To conduct correlation analysis, we need to estimate the cyclical swings in the US and China respectively. Therefore, we use HP filter on the quarterly real GDP growth of the US and China respectively to get the residuals. The residuals are assumed to be the cyclical swings in the US and China.

For the correlation analysis, we calculated the correlation coefficients of the cyclical swings in the US with common shock and sectoral shocks respectively and then the cyclical swings in the US is replaced by the cyclical swings in China. The sample period is 2001Q1 – 2017Q1.

Multivariate Regression

We regressed the common shock on the cyclical swings in the U.S. and China to get a sense on their sensitivity to the business cycle:

Common shock = α + β1 (cyclical swings in the U.S.) + β2 (cyclical swings in China) + ε

VAR Model for Common Shock

VAR model is a useful tool to identify the source and response, especially from the distribution of variance decomposition. In order to understand the source of Hong Kong’s business cycle (common shock as proxy). For sample period of 2001Q1 – 2017Q1, we used a simple 3-factor VAR model (with 1-quarter lag based on SIC):

Xt = A + B Xt + εt, and

Xt = (common shock, US cycle, China cycle), A is a vector of constant, B is a vector of slope coefficients and εt is a vector of error terms.

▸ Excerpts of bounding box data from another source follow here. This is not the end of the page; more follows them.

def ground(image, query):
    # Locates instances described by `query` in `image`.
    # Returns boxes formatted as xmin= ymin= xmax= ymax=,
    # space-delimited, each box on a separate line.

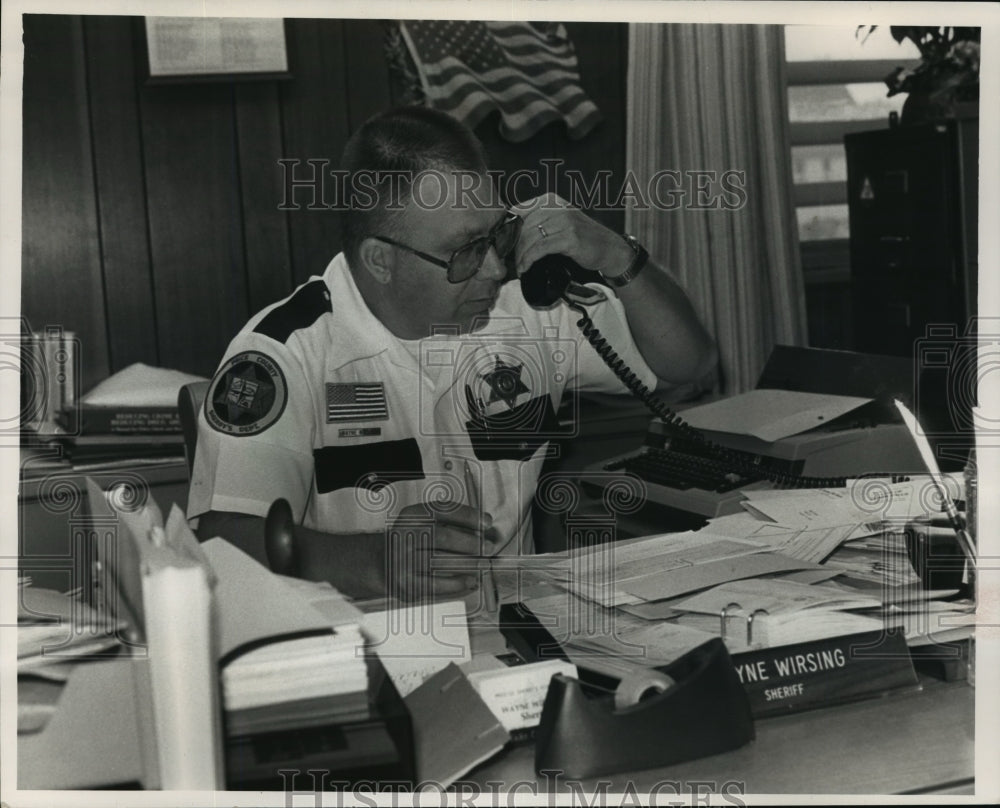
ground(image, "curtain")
xmin=626 ymin=23 xmax=807 ymax=394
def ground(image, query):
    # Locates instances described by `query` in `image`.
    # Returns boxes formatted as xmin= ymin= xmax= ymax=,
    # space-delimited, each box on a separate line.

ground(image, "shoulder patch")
xmin=205 ymin=351 xmax=288 ymax=437
xmin=254 ymin=281 xmax=333 ymax=343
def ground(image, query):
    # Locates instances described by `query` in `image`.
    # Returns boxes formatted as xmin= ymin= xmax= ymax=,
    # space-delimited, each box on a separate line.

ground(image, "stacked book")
xmin=58 ymin=363 xmax=207 ymax=465
xmin=202 ymin=539 xmax=369 ymax=738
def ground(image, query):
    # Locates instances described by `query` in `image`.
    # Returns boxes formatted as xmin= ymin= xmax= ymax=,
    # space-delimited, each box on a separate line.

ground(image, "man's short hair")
xmin=341 ymin=107 xmax=487 ymax=266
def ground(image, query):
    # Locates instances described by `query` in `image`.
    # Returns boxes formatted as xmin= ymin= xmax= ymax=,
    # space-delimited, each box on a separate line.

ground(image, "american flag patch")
xmin=326 ymin=382 xmax=389 ymax=424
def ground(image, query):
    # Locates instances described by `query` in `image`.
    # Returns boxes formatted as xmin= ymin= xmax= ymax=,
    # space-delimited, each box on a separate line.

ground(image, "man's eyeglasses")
xmin=371 ymin=213 xmax=523 ymax=283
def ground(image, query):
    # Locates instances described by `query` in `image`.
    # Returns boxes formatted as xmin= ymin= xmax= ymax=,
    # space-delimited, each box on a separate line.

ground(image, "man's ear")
xmin=358 ymin=238 xmax=396 ymax=284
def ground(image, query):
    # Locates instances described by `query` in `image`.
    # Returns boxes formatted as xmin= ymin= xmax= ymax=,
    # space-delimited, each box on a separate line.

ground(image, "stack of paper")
xmin=674 ymin=579 xmax=882 ymax=653
xmin=87 ymin=479 xmax=223 ymax=789
xmin=59 ymin=362 xmax=206 ymax=466
xmin=202 ymin=539 xmax=368 ymax=736
xmin=563 ymin=530 xmax=816 ymax=606
xmin=17 ymin=578 xmax=123 ymax=734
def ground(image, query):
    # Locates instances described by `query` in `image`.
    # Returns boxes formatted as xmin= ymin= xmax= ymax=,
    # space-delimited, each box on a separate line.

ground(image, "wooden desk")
xmin=462 ymin=680 xmax=975 ymax=804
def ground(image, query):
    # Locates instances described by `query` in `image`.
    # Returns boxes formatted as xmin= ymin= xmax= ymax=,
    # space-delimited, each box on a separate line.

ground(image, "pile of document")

The variance decomposition is obtained from Cholesky decomposition, which is affected by the ordering of variables. Therefore, we also ran the model in the variable order of (common shock, China cycle, US cycle) and take the averages for the two in the variance decomposition. A 10-quarter forecast horizon was used.

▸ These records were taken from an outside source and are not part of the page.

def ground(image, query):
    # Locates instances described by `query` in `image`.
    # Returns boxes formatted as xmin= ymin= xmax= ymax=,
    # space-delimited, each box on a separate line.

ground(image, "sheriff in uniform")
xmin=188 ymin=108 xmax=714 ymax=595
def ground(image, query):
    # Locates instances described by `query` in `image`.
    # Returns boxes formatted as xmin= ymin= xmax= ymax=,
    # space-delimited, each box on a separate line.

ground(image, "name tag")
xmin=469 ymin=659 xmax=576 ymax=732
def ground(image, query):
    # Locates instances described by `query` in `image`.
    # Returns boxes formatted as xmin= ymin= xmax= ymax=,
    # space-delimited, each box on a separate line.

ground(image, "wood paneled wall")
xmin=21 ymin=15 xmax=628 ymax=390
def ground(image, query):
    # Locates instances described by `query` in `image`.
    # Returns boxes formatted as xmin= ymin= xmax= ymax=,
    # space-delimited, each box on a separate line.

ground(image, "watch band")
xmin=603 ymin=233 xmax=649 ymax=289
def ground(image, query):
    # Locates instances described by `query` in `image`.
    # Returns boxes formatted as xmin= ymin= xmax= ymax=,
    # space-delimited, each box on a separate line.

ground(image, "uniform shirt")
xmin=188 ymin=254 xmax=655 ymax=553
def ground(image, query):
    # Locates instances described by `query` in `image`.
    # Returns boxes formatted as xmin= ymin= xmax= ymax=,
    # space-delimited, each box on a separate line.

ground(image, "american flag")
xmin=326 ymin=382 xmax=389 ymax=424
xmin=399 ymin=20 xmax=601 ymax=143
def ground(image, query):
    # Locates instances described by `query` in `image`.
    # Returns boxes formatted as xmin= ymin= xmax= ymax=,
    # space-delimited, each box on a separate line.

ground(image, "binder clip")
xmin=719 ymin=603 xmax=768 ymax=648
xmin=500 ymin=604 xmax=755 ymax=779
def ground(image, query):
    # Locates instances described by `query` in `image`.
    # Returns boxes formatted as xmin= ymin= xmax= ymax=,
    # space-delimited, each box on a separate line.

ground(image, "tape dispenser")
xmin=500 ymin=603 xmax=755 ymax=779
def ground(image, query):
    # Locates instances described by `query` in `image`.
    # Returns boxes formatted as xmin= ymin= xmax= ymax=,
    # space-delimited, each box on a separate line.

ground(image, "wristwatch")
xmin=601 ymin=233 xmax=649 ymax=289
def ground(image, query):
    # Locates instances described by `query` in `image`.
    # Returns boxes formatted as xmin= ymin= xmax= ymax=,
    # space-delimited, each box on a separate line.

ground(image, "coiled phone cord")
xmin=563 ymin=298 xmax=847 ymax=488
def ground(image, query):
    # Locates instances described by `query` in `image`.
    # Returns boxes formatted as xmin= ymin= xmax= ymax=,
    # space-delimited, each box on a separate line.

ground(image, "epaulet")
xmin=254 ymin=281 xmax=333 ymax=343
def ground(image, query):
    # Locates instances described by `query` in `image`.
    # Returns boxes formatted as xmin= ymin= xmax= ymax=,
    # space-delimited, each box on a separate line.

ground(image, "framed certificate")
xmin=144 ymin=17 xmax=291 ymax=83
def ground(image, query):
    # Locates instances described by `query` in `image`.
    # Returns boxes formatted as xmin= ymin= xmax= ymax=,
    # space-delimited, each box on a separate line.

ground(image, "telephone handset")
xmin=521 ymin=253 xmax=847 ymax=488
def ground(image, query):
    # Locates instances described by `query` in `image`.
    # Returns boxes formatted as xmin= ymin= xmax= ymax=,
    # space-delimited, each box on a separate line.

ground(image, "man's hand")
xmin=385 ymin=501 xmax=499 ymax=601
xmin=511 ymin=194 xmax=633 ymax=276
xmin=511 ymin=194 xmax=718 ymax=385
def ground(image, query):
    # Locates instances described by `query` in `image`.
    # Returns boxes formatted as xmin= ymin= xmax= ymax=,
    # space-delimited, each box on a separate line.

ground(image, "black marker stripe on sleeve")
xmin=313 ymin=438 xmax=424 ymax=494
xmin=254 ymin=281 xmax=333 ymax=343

As the common shock is simply first principal component (the contribution from common shock is a scalar factor multiplied by the first principal component), we did not run the model for each of the Four Pillars as they should give the same variance decomposition.

In order to know how the contribution evolved over time, we ran the models using rolling 32-quarter samples ending 2008Q4, 2009Q4, 2010Q4, 2011Q4, 2012Q4, 2013Q4, 2014Q4, 2015Q4 and 2016Q4 respectively.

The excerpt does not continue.